Laberintos humanos. Los abuelos
Junto al hombre del retrato estaba su esposa, de tan bellos ojos aunque algo tristes porque parecía con ellos decir que la desgracia la dejó viuda demasiado joven. Su hombre, aquel que estaba a su lado en la fotografía que pendía de la pared, mereció acaso más años para disfrutar de esa casa junto a la panadería que levantara con tanto sacrificio.
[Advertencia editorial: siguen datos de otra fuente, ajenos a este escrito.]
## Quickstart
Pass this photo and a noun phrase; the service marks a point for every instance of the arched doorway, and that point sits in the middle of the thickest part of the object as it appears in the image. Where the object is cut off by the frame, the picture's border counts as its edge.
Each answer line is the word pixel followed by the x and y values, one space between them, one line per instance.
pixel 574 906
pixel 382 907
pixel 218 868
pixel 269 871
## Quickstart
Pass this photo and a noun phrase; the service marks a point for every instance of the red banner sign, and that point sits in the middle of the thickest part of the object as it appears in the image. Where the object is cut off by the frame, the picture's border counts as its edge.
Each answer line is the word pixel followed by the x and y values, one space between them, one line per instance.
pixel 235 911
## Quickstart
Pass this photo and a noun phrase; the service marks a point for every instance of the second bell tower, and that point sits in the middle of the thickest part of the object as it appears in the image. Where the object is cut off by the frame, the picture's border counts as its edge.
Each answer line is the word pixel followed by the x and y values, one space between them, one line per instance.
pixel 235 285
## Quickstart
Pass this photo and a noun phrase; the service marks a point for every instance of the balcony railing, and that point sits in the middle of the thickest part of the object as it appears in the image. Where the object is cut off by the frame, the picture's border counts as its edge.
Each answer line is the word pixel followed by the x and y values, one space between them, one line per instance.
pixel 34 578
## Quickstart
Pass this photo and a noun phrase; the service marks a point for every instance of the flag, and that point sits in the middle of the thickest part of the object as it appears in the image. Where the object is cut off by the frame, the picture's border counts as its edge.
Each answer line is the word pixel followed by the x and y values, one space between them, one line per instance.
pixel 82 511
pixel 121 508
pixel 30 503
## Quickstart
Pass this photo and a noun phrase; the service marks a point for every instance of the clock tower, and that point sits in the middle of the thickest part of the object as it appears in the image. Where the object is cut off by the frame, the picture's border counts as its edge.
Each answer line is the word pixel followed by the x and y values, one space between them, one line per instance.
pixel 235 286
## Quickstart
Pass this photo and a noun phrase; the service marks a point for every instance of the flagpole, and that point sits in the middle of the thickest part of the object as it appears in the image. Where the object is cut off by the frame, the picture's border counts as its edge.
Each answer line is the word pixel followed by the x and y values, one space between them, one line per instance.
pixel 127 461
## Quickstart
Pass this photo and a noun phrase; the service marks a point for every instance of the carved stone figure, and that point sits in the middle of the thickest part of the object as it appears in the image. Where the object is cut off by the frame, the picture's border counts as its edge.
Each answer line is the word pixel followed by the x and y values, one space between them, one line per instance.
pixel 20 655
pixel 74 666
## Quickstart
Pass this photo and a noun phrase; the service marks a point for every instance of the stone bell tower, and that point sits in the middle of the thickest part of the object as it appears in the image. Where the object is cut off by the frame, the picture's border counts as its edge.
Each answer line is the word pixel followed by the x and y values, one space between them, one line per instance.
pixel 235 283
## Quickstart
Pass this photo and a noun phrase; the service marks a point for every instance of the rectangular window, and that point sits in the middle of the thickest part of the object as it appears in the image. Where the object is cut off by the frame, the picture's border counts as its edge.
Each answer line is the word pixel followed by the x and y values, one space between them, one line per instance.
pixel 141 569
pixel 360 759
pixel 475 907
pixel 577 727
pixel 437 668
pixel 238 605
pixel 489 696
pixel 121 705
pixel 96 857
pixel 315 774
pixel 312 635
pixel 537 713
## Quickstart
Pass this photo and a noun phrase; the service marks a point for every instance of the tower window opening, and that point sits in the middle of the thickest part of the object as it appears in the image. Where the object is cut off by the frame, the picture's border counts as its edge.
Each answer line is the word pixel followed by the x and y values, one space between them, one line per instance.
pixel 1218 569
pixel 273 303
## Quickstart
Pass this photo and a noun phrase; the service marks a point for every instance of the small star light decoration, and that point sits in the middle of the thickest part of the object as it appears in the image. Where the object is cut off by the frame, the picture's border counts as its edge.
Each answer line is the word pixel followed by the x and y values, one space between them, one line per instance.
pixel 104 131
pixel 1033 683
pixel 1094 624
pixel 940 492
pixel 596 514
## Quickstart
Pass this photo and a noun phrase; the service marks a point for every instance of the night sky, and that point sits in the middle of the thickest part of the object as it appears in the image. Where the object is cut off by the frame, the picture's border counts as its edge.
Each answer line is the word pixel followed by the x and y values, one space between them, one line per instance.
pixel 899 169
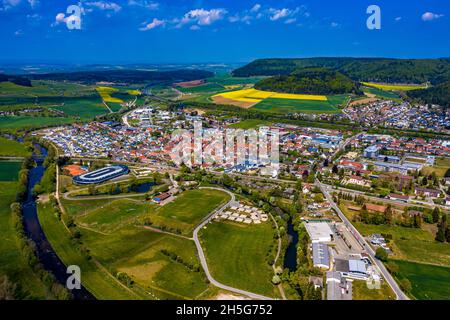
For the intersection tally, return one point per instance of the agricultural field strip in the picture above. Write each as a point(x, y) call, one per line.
point(253, 95)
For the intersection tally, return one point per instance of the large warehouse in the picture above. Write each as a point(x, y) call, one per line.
point(101, 175)
point(319, 232)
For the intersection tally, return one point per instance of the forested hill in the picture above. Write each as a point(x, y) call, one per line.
point(126, 76)
point(359, 69)
point(15, 79)
point(321, 81)
point(439, 94)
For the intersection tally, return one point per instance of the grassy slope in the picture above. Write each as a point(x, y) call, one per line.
point(12, 148)
point(236, 255)
point(12, 262)
point(428, 282)
point(97, 281)
point(189, 209)
point(362, 292)
point(31, 122)
point(137, 252)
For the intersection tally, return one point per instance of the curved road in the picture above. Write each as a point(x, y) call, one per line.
point(201, 254)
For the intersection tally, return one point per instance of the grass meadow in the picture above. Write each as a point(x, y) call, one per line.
point(236, 255)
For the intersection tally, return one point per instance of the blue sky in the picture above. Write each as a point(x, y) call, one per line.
point(183, 31)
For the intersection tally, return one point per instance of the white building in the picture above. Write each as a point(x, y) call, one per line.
point(319, 232)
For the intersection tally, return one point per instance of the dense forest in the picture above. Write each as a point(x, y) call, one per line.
point(125, 76)
point(439, 94)
point(417, 71)
point(321, 81)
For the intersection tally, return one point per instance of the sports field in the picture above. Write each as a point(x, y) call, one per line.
point(188, 209)
point(394, 87)
point(236, 255)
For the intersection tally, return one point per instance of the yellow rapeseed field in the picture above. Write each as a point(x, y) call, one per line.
point(105, 93)
point(253, 95)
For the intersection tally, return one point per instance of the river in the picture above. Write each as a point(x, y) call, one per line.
point(33, 230)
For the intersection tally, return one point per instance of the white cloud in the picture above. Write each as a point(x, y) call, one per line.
point(290, 21)
point(33, 3)
point(104, 5)
point(8, 4)
point(144, 3)
point(429, 16)
point(279, 13)
point(255, 8)
point(152, 25)
point(205, 17)
point(60, 17)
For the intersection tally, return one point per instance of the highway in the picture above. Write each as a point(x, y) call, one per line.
point(201, 254)
point(368, 249)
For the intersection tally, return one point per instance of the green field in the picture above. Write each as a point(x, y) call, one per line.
point(411, 244)
point(441, 166)
point(113, 232)
point(204, 88)
point(137, 252)
point(395, 87)
point(113, 214)
point(94, 278)
point(9, 170)
point(236, 255)
point(41, 88)
point(12, 262)
point(428, 282)
point(250, 124)
point(227, 80)
point(362, 292)
point(13, 148)
point(381, 93)
point(288, 106)
point(188, 209)
point(23, 122)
Merecía haber visto crecer a esa nieta que tanto amaba, esa misma que ahora toca el piano debajo del cuadro que nos recuerda, parecía decir la mujer del retrato, pero Dios le dio ese dolor en el pecho que se le volvió atroz y lo volteó, en medio de tanta salud, para ya no levantarse de la cama.
Se apagó como si no fuera importante, pero lo fue. Todos en el barrio conocían la honra del panadero, sabían de su fina labor, de la familia que entretejió en torno de sus masas y de su horno, y del piano que tanto sacrificio le costó comprar para que alguna vez tocara esa niña. Como si supiera de lo corto de su tiempo.
Yo me reía, parecía decir la esposa del retrato que pendía en la pared. Me reía y le decía que era muy niña, que sentada en el taburete apenas si alcanzaba al teclado, y él me abrazaba respondiéndome que no me preocupara, que ya iría a crecer, cuando en realidad debía saber que no tenía tiempo para poder comprárselo de grande.
Y cuando la mujer de la fotografía parecía decir eso, la muchacha sentada al piano, sin alejar de sus dedos los acordes de las teclas, levantó la vista para mirar a sus abuelos y sonreírles como una humilde forma de agradecerles.